Patriot Act II: Enough Already!

If all this weren't enough, currently proposed legislation would increase the PATRIOT Act's powers. The Center for Public Integrity (www.publicintegrity.org) lists the full provisions of the act, which include, beside the deportation of citizens who are suspected of consorting with or supporting terrorists:

  • Immunity from liability for law enforcement engaging in spying operations against the American people;
  • Immunity from liability for businesses and employees that report "suspected terrorists" to the federal government, no matter how unfounded, racist, or malicious the tip may be.

Furthermore, PATRIOT II explicitly allows the indefinite detention of citizens, incommunicado, without charges, and without releasing their names to their own family members. And unlike PATRIOT Act 1, which expires in 2004 unless it passes another majority vote, PATRIOT Act II never expires and removes the expiration date on PATRIOT I.

The Terrorist Smokescreen

If you're not engaged in any activity that could even be suspected of terrorism, no need to worry, right?
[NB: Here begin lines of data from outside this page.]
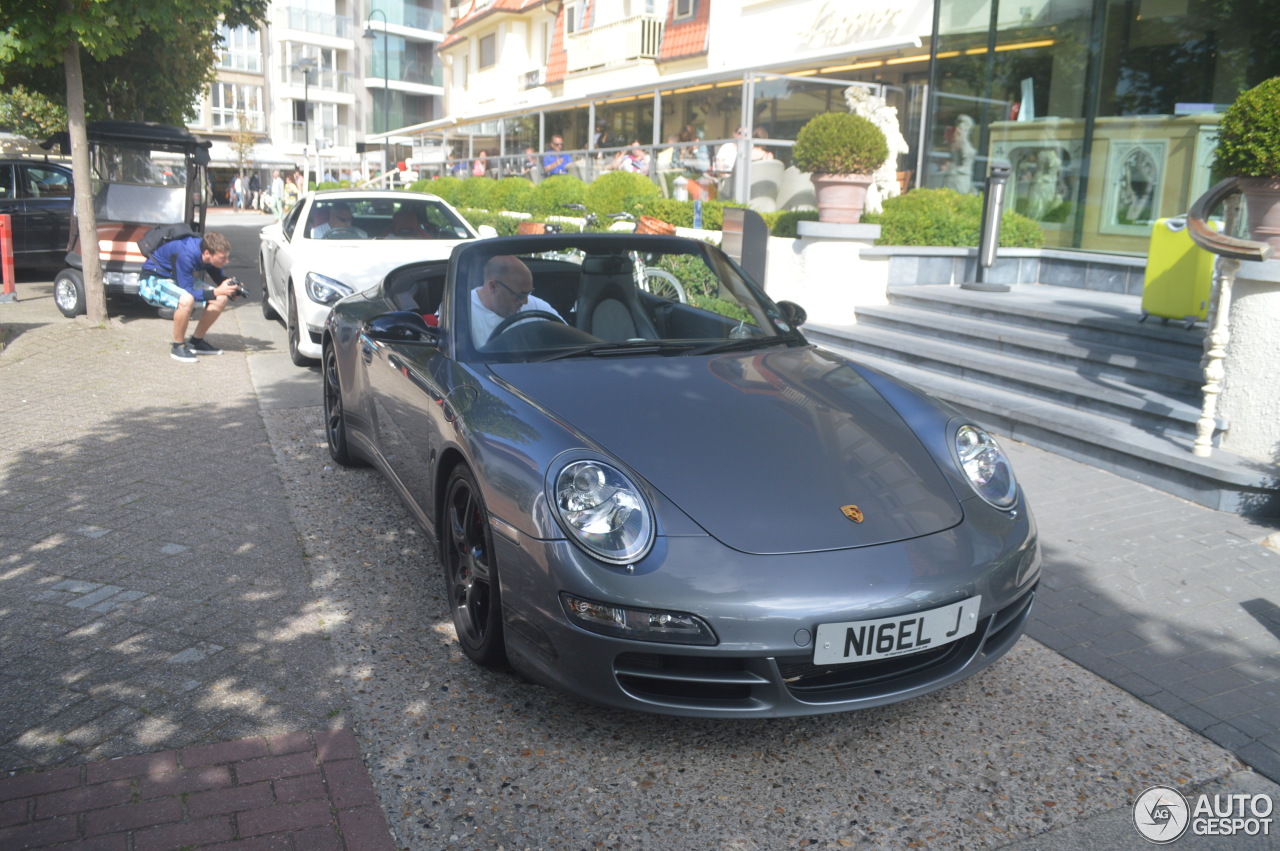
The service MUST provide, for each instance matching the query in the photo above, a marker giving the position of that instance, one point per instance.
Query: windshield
(608, 297)
(355, 218)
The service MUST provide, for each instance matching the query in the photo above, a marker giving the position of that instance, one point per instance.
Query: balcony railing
(408, 72)
(321, 81)
(1230, 251)
(612, 44)
(320, 23)
(295, 133)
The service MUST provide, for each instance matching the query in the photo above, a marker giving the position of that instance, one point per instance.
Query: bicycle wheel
(663, 284)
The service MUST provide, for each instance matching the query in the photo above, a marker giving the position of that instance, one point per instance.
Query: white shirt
(484, 320)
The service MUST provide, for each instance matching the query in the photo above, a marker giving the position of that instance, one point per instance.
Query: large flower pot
(1262, 204)
(841, 197)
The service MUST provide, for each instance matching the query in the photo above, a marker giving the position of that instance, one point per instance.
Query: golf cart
(145, 175)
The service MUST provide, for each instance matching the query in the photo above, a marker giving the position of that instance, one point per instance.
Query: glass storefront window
(1109, 123)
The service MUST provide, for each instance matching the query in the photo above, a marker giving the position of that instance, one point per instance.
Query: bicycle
(650, 279)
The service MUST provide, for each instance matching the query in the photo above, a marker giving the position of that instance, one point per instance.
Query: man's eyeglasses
(520, 296)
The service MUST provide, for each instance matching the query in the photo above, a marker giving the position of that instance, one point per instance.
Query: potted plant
(841, 151)
(1248, 147)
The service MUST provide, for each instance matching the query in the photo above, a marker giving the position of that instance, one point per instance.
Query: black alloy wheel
(334, 417)
(471, 572)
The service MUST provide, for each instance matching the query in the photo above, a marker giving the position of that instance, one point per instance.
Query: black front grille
(696, 681)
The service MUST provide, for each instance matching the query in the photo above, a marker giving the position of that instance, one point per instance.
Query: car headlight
(640, 625)
(603, 512)
(325, 291)
(986, 466)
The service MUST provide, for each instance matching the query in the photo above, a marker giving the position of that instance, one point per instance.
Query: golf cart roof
(137, 135)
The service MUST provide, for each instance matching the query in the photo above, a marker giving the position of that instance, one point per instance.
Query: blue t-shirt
(182, 261)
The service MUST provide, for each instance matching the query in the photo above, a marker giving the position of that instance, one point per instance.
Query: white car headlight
(986, 466)
(603, 512)
(325, 291)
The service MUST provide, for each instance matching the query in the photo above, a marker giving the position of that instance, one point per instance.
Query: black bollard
(988, 239)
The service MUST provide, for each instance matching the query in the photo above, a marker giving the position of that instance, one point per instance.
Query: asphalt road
(1034, 753)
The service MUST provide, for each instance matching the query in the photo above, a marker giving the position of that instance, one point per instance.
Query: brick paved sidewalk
(297, 791)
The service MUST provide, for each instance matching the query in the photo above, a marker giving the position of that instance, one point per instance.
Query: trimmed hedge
(945, 218)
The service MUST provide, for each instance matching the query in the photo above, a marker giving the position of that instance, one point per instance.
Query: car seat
(608, 305)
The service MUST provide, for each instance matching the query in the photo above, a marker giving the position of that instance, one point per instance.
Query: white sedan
(338, 242)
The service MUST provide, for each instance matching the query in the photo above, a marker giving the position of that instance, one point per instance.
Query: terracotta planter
(841, 196)
(1262, 204)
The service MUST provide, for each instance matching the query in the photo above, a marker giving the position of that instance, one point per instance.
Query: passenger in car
(507, 289)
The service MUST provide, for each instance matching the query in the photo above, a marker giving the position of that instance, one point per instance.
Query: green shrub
(478, 193)
(681, 213)
(785, 223)
(515, 195)
(444, 187)
(840, 143)
(618, 192)
(947, 219)
(1248, 137)
(552, 193)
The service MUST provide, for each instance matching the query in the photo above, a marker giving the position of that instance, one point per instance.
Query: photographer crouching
(174, 277)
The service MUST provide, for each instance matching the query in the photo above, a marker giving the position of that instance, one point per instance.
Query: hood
(355, 265)
(762, 449)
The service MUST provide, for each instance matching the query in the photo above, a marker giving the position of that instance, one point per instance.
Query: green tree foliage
(30, 114)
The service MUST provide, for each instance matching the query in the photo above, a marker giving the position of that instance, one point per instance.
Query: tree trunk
(95, 293)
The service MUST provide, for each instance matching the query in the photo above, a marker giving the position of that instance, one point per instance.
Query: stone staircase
(1064, 369)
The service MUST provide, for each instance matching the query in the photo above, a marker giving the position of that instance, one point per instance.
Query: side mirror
(794, 314)
(403, 326)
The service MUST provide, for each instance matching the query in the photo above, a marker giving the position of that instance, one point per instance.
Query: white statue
(885, 117)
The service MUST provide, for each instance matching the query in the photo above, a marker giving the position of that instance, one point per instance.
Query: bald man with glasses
(507, 289)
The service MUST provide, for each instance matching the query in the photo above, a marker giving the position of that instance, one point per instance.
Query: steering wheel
(343, 233)
(519, 316)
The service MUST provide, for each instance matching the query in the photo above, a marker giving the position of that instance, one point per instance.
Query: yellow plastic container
(1179, 274)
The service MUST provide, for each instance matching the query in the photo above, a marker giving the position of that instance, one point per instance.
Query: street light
(387, 103)
(306, 64)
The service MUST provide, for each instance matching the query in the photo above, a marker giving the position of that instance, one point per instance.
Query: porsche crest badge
(853, 512)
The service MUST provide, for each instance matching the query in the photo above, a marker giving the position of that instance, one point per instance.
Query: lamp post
(306, 65)
(387, 95)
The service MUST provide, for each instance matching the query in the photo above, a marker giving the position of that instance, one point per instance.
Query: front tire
(471, 572)
(69, 292)
(334, 415)
(295, 334)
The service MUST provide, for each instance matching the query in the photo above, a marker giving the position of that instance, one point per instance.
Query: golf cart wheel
(69, 292)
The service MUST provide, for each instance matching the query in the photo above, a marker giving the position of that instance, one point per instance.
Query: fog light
(638, 625)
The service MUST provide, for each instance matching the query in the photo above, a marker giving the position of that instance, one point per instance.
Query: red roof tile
(685, 37)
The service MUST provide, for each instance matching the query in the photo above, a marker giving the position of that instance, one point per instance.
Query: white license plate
(868, 640)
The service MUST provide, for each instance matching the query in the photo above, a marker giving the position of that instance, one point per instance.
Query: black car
(37, 196)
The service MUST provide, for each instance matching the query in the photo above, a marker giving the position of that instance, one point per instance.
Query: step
(1223, 481)
(1086, 316)
(1143, 369)
(1109, 397)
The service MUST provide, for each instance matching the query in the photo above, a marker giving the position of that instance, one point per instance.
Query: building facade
(1106, 111)
(323, 76)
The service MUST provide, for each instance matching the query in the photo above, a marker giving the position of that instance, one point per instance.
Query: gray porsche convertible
(650, 492)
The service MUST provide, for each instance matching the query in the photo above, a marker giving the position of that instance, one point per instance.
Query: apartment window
(228, 101)
(241, 49)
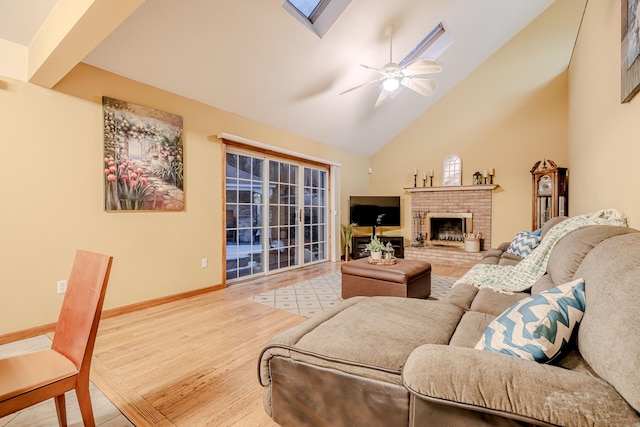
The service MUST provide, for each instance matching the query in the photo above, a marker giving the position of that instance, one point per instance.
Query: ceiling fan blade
(424, 87)
(422, 66)
(384, 95)
(359, 86)
(368, 67)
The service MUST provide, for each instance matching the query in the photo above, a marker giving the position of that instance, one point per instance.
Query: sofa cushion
(569, 252)
(495, 303)
(608, 336)
(470, 329)
(350, 337)
(538, 327)
(523, 244)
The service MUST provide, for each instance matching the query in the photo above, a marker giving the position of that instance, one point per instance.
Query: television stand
(359, 242)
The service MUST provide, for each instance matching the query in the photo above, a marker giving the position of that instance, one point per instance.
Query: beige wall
(604, 150)
(506, 115)
(52, 195)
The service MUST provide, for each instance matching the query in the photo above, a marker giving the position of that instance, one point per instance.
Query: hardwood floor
(193, 362)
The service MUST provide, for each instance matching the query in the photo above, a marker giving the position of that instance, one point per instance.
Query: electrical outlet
(62, 286)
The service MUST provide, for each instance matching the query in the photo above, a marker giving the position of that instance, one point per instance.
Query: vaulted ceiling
(251, 57)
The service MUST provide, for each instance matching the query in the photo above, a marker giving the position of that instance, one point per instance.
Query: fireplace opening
(448, 229)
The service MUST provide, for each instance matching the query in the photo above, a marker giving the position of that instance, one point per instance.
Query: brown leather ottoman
(406, 278)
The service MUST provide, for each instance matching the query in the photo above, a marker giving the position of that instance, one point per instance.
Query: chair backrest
(81, 308)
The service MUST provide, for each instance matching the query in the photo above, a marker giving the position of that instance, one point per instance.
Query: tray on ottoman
(405, 278)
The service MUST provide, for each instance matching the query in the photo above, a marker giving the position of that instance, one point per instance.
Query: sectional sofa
(389, 361)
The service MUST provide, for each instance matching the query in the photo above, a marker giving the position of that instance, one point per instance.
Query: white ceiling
(251, 57)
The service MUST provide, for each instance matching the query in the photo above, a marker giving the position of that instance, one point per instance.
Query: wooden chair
(32, 378)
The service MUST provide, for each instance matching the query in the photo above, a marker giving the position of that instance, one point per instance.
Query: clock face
(544, 185)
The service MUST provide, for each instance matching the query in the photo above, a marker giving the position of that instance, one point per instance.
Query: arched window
(451, 170)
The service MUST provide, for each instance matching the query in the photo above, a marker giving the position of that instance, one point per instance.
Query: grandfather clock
(550, 192)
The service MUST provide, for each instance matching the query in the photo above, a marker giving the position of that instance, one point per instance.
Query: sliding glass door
(292, 216)
(284, 216)
(244, 216)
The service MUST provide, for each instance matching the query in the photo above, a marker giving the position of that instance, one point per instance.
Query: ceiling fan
(413, 75)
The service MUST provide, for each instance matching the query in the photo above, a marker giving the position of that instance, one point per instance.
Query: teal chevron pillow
(524, 243)
(537, 327)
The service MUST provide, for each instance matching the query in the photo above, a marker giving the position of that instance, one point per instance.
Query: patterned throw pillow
(523, 244)
(538, 327)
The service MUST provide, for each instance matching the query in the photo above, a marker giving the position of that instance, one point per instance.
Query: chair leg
(84, 401)
(61, 410)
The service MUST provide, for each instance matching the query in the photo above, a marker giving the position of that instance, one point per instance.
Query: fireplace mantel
(452, 188)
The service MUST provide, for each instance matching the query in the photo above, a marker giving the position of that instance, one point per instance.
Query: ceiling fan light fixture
(390, 84)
Wrong. According to a Washington Post report, the Government Accounting Office has found that the majority of people prosecuted under new antiterrorism security measures were being pursued for reasons unrelated to terrorism, including credit card fraud and drug violations. "Many of [the] terrorism powers were actually being asked for as a way of increasing the government's authority in other areas," Tim Edgar of the ACLU said in the report.

Canaries in the Coal Mine

Perhaps no one you know personally has been arrested. Perhaps you've had no problem at airports. One of the reasons that the response to aggressive Homeland Security Measures has been muted is that, so far, the primary targets of "homeland security" have been immigrants, Arab-Americans and South Asian-Americans.

Tirien Steinbach, a lawyer at East Bay Community Law Center who works with indigent clients, says she has seen a noted increase in harassment of her clients since the passage of the act. "It's not the policies themselves," she says, "but the climate of repression that lets law enforcement feel as if they can get away with anything these days."